How a simple patient story powered a hospital’s digital change program
- Posted on August 3, 2022
- Estimated reading time 4 minutes
She’s a seven-year-old being treated for leukemia at Seattle Children’s, and just like many patients in healthcare systems across North America, her journey often lacks synergies between care teams and is anchored in reams of paper. Lucy is also fictional. But she managed to inspire the entire Seattle Children’s organization to understand and embrace the need to transform the patient’s digital experience to a model that will elevate their mission to deliver hope, care and cures.
I joined Dr. Zafar Chaudry, Seattle Children’s chief digital & information officer, and one of the sponsors of Lucy, for a presentation at the Healthcare and Information Management Systems Society (HIMSS) annual conference. We discussed the hospital’s investment in a robust technology infrastructure to enable patient care, but also talked about the inherent challenges of managing the complexities of continual change in a clinical setting. It was only fitting that we also introduced the attendees to Lucy since she symbolizes the commitment Seattle Children’s has made to viewing every technology concept through a human-centered lens.
Lucy was created by Dr. Chaudry’s team to help hospital leadership understand the need for and agree to funding a digital overhaul of patients’ journeys. After bringing Lucy’s “current experience” to life for its executive committee, Seattle Children’s introduced “future” Lucy – with a single integrated electronic health record and an alliance of healthcare professionals circling around her as a hybrid in-person and virtual team. Her caregivers share information, collaborate and message seamlessly, and her parents understand everyone’s role and how they intersect. It was a compelling argument that was well received.
However, Dr. Chaudry knew that leadership buy-in was only part of what they’d need for success. The program would realize the greatest success with clinician engagement and alignment around a shared vision for creating an exceptional patient and family experience, and engaging his IT team in what they do best: technology implementation.

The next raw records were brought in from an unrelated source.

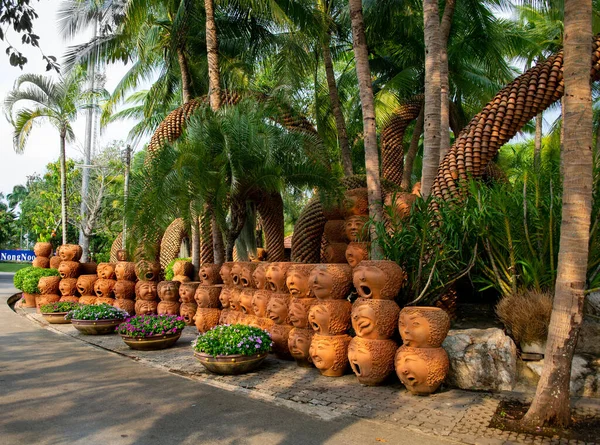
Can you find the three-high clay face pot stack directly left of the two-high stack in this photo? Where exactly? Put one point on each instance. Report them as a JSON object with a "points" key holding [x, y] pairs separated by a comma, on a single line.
{"points": [[374, 320]]}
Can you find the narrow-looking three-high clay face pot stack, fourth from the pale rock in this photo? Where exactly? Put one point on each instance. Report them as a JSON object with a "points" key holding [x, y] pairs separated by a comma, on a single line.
{"points": [[300, 337]]}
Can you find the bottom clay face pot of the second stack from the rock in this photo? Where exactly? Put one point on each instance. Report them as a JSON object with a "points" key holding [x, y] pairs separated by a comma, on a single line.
{"points": [[372, 360]]}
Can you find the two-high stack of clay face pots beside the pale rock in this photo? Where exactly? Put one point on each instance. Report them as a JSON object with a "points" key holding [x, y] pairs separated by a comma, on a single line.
{"points": [[421, 362]]}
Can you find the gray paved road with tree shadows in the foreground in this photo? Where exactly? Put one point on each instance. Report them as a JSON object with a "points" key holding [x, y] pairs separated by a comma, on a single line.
{"points": [[56, 390]]}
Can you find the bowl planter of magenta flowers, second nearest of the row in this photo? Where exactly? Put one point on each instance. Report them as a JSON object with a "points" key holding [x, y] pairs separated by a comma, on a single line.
{"points": [[150, 332]]}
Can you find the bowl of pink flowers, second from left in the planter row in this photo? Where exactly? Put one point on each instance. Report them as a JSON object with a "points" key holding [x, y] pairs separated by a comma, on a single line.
{"points": [[96, 319]]}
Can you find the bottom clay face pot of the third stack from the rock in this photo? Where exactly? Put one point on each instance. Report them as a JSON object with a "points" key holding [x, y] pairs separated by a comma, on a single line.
{"points": [[329, 353]]}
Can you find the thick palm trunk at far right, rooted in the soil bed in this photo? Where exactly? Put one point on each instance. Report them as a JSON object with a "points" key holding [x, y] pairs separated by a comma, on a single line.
{"points": [[551, 404]]}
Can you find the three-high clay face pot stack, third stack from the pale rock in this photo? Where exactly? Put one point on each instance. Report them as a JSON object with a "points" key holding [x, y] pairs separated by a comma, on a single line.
{"points": [[329, 317]]}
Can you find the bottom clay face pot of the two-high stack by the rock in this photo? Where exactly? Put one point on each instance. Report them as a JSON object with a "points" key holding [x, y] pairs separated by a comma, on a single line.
{"points": [[421, 370]]}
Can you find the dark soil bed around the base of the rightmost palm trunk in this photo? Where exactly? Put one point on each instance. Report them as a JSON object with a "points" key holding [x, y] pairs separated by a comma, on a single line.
{"points": [[509, 412]]}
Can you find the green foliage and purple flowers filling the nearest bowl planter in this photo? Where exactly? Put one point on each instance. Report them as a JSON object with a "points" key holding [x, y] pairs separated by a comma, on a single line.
{"points": [[233, 340]]}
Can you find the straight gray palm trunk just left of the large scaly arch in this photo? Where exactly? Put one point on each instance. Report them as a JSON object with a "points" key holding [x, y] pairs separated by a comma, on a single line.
{"points": [[431, 140]]}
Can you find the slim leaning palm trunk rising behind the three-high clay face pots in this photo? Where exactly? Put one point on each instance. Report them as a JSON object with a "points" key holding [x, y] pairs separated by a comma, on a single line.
{"points": [[363, 71]]}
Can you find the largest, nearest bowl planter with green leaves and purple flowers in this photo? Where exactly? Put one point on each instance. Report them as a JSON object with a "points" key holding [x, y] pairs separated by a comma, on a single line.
{"points": [[232, 349]]}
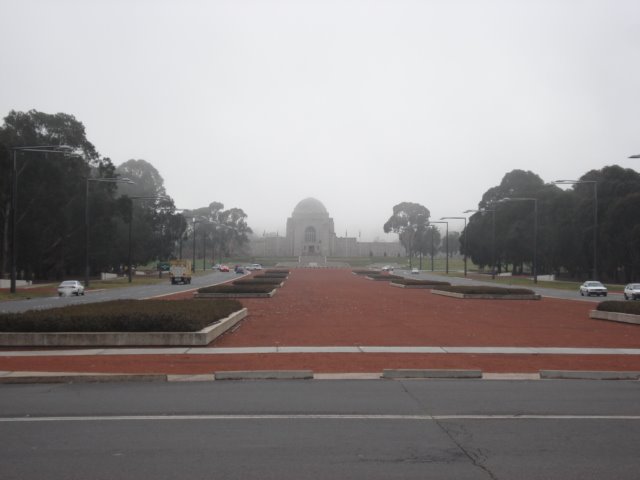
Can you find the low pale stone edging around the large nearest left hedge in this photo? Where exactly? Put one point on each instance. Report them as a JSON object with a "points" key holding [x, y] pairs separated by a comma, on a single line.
{"points": [[123, 339]]}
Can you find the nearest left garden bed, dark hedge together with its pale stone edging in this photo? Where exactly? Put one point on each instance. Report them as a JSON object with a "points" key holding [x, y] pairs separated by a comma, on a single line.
{"points": [[122, 323]]}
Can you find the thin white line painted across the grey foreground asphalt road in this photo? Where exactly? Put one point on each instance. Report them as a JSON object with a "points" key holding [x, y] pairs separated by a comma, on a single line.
{"points": [[127, 418]]}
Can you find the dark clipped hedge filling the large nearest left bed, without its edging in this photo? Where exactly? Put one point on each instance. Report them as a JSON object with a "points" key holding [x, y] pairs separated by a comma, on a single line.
{"points": [[122, 316]]}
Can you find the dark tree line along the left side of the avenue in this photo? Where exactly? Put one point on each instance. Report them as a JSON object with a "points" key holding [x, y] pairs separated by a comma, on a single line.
{"points": [[55, 190]]}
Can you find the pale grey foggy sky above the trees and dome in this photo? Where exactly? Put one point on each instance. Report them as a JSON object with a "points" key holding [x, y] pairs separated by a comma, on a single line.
{"points": [[361, 104]]}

I was confident the Avanade team could bring a powerful and compelling change management component with a model that reflected Seattle Children’s core values:
- Human-centered, to promote integrity and collaboration
- Personalized, to demonstrate compassion and equity
- Future-ready, to foster excellence and innovation
Seattle Children’s clinical stakeholders and support staff are certainly long on dedication, but they’re short on time and wouldn’t react well to binders and books. And what’s more, we knew that each care and service provider – doctors, nurses, nutritionists, therapists, as well as those in non-clinical roles such as billing – would have different needs from the technology and processes, and therefore would require different messaging. We would also miss the mark without input from parents.

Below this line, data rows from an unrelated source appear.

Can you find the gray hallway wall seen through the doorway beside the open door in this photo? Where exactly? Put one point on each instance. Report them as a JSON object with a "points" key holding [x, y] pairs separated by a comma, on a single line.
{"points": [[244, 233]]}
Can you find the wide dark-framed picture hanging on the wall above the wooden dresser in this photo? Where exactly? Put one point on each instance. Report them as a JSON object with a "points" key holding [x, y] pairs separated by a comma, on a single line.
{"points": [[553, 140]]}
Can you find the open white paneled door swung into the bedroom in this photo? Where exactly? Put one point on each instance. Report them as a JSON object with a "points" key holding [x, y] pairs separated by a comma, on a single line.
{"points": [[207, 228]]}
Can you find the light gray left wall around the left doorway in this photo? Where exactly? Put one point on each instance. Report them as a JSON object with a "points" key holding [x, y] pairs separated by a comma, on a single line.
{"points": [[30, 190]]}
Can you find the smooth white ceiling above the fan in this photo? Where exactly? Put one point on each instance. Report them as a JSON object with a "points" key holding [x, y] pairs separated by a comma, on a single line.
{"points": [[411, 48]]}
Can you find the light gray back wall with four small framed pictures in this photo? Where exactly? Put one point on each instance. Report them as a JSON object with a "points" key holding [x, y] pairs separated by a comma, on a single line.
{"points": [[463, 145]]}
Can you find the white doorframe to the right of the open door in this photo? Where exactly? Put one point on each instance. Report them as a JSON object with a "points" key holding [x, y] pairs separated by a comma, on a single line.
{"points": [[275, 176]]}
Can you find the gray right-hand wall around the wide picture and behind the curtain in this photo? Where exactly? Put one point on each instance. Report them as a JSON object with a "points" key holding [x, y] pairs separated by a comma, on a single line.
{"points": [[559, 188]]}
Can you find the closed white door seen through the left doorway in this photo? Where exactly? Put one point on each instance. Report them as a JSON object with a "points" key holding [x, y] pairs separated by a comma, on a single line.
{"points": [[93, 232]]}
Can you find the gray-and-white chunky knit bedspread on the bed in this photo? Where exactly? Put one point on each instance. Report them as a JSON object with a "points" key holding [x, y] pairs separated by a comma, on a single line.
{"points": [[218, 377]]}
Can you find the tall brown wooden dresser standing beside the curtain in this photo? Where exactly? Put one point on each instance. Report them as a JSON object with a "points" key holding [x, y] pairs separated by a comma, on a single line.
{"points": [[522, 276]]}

We have many well-tested tools in our change management toolbox from change readiness tracking to change network creation to training development, but one stood out as most important: personas. Creating a human-centered experience is in our DNA and expanding the idea beyond Lucy became core to the change agenda. For many of the hospital’s employees, seeing the patient experience end-to-end through the lens of each clinical function, and the role they could play in making the experience better, was eye-opening. They were energized and excited by the opportunity to co-create the personas that would inform how technology solutions were developed and implemented. What we gained through these discussions was priceless, allowing us to shape the technology, communications and training we would need to ensure adoption across the hospital.

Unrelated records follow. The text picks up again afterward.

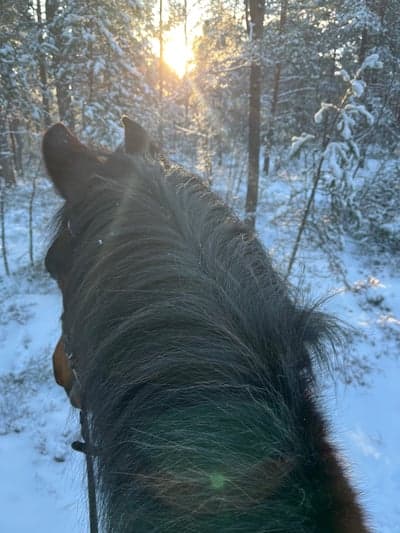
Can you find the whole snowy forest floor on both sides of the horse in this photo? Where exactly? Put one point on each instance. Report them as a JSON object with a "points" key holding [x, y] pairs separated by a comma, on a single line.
{"points": [[43, 484]]}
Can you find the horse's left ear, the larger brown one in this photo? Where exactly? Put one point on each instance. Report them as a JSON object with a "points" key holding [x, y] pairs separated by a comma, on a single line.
{"points": [[69, 162]]}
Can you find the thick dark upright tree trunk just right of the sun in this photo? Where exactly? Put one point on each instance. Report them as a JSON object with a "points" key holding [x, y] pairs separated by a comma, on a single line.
{"points": [[255, 10]]}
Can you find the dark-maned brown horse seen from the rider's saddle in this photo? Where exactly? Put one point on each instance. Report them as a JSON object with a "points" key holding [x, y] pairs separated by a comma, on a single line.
{"points": [[193, 358]]}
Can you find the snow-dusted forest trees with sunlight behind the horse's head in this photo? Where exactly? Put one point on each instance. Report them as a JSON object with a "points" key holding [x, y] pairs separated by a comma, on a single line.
{"points": [[228, 85]]}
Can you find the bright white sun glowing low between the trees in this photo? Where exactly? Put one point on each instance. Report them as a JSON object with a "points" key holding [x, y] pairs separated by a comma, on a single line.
{"points": [[177, 54]]}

As we earned the confidence and commitment of Seattle Children’s employees through our persona focus groups, we doubled down on this spirit of partnership by showing them our attention to detail: because surgeons don’t have the time to attend in-person training sessions, we created content they could digest a few minutes at a time; because virtual rounding can’t function without flawless connectivity, we walked every inch of the hospital floors with smart devices to test for Wi-Fi dropping issues; we made sure the equipment necessary to conduct virtual rounds wouldn’t weigh down the nursing carts to the point that nurses could hardly move them; we called our own support desk to troubleshoot their responses to questions; we created talking points for our project team and sent them to shift changes with treats to engage staff about the technology program and what’s in it for them (by persona, of course, and with the involvement of the hospital’s marketing team, to ensure that our tone and voice would be familiar to the employees).
Sound painstakingly intentional? It was, but in my experience leading organizational change events for clients around the world, this approach is imperative. Technology will almost always do what we tell it to do, but without the support of its users, these costly, resource-intensive initiatives are at risk. I’m proud of the #humanimpact that we were able to make by partnering with Seattle Children’s. And I’m sure Lucy is too.